Angst, grabado expresionista de Edvard Munch
Ante semejante evidencia, caben distintas respuestas: el suicidio tenebroso, que es su variante más inútil, pues acelera la causa de la angustia; el humor y la desacralización , como hicieron a su manera Voltaire y Schopenhauer; o la aceptación, la conducta más sabia. “El espíritu del hombre funciona como un péndulo que oscila entre el miedo a la muerte y el asco a la vida”, escribe Roca-Ferrer, que otorga a la angustia una función vital: revelarnos el verdadero rostro, con frecuencia esquivo, de la felicidad. Algo casi milagroso en el mundo de globalización tecnológica, donde el narcisismo y el consumismo camuflan bajo toneladas de azúcar la infelicidad materialista, ese espejismo colectivo que nos promete todo con independencia de si realmente lo deseamos, lo merecemos o estamos dispuestos a conseguirlo (con sacrificios).

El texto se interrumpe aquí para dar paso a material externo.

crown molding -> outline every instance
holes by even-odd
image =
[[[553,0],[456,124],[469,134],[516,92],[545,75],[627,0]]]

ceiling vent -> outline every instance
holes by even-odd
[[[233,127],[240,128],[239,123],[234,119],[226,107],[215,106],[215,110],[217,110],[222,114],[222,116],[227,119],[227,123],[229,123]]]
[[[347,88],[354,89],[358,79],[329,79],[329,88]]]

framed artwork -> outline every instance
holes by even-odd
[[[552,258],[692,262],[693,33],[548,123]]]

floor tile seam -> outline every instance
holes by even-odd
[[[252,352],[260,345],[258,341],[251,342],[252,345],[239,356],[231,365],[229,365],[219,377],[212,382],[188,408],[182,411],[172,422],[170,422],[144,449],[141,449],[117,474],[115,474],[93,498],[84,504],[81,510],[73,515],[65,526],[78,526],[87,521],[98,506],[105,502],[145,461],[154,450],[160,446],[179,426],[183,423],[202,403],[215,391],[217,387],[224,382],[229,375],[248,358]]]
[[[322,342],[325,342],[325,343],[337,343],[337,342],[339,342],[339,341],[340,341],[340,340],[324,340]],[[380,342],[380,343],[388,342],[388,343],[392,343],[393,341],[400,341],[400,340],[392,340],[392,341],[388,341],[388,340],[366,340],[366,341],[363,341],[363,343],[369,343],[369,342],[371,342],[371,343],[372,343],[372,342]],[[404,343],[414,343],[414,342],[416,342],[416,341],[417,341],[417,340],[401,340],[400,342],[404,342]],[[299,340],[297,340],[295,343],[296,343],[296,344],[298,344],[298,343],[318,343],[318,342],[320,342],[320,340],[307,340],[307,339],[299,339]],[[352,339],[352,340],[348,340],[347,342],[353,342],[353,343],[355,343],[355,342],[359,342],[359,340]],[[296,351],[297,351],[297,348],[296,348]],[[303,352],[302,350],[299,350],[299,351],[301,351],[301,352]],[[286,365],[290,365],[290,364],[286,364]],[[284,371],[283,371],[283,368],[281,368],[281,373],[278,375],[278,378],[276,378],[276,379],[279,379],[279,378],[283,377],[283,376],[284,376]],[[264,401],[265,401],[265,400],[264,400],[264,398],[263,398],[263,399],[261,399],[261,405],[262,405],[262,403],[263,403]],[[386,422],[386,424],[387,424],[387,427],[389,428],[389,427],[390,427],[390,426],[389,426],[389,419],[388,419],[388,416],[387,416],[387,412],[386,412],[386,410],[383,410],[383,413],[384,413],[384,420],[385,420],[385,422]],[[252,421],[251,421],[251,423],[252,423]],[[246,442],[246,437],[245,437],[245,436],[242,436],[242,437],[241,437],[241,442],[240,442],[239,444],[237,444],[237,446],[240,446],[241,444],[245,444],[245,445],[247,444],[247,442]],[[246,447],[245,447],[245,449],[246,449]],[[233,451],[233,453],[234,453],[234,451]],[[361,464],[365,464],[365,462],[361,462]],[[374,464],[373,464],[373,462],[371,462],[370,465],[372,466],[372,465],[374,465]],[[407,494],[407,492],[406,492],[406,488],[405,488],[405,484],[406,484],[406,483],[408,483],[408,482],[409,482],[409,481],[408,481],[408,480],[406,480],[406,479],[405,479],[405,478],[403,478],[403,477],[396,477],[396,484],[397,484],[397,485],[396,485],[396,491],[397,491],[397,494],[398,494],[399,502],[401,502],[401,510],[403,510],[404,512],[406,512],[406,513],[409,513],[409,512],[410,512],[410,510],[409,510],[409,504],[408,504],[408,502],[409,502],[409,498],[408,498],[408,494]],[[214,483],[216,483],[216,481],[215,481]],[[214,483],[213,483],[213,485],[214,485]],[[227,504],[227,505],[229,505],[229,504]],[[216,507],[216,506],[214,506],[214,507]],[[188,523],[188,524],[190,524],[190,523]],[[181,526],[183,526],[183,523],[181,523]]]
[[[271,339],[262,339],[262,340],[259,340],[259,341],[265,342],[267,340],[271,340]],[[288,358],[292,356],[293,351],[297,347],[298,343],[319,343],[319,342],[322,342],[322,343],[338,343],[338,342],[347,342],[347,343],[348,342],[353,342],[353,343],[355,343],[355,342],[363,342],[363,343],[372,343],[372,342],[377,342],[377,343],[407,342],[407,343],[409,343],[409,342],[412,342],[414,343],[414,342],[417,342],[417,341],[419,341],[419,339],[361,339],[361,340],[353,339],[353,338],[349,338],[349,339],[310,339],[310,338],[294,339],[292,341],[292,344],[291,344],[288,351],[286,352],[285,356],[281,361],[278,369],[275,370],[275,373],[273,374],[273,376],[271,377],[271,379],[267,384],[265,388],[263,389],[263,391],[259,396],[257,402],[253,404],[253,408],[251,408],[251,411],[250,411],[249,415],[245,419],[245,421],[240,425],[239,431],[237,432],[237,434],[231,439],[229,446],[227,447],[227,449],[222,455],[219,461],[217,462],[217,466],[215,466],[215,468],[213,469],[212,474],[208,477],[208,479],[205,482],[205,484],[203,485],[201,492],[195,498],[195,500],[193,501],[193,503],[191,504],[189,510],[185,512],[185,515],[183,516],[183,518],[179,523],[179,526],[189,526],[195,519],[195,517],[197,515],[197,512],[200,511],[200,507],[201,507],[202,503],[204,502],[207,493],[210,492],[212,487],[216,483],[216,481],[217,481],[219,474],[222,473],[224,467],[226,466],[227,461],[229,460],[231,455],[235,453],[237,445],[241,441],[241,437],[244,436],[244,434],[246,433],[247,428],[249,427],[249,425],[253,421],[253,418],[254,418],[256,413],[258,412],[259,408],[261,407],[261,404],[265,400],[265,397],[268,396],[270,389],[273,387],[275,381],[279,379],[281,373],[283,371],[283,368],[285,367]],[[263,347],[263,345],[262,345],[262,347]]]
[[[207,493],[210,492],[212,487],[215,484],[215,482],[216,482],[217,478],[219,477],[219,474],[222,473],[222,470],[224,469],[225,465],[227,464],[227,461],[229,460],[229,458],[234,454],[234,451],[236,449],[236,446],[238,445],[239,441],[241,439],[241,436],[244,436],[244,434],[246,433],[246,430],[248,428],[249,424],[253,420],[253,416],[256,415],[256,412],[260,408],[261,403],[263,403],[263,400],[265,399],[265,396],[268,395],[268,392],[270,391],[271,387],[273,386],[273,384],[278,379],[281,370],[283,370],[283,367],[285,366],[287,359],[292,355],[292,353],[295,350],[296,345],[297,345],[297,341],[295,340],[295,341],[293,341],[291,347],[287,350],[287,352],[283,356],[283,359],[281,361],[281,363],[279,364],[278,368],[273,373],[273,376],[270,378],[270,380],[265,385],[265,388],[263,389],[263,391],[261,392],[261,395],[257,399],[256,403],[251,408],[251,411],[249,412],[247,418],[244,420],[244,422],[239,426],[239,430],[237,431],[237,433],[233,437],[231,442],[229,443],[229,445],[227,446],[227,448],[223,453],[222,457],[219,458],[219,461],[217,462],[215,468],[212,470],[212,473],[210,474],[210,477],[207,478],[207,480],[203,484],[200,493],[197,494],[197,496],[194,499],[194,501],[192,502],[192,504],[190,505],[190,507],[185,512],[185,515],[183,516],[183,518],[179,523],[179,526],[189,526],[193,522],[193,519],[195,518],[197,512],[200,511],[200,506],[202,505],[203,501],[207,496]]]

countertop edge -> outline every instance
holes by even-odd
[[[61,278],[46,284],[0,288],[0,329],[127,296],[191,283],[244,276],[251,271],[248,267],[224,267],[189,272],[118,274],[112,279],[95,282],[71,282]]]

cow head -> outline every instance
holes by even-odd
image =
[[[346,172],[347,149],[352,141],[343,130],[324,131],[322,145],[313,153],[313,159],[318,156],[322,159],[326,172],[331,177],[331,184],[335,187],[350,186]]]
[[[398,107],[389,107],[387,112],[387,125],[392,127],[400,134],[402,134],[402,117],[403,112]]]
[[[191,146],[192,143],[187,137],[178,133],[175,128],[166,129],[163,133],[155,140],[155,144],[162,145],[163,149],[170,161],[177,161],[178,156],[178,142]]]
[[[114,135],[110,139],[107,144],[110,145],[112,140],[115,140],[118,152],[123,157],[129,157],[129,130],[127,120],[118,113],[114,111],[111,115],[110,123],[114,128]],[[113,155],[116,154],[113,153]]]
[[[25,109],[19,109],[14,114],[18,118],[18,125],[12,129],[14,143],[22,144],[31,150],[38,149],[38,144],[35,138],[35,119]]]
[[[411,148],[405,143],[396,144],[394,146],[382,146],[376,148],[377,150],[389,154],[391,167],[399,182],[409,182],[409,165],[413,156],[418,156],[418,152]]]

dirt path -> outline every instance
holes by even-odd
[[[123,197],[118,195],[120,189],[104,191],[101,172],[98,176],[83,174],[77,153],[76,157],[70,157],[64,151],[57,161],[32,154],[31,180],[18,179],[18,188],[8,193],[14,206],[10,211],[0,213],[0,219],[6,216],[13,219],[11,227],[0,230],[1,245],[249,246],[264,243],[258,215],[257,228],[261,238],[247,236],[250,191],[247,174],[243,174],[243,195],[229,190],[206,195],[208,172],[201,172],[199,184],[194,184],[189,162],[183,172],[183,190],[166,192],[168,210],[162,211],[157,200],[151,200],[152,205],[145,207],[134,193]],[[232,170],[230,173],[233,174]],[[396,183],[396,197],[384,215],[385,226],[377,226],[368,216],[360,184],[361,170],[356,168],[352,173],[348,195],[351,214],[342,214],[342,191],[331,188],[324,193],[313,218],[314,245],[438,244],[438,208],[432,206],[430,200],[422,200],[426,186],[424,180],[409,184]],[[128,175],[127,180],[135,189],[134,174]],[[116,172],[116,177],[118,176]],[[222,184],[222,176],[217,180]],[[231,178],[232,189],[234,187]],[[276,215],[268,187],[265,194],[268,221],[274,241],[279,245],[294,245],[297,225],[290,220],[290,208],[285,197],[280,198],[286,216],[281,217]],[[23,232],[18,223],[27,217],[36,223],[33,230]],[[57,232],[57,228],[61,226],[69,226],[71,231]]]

“La sociedad se ha echado en manos de la banalidad entretenida y señala al depresivo, cuando no se burla de él”, escribe Roca-Ferrer. La paradoja es que de quienes se ríen de los sabios angustiados no miran sino su propia imagen, reflejada en un espejo, como demuestran estos días de confinamiento, donde unos van a conocer el dolor de la enfermedad, a otros los visitará la muerte y muchos descubrirán que la felicidad, esa dama pasajera, consiste en salir a la calle, pasear y pensar en lo efímeras que son todas las certezas.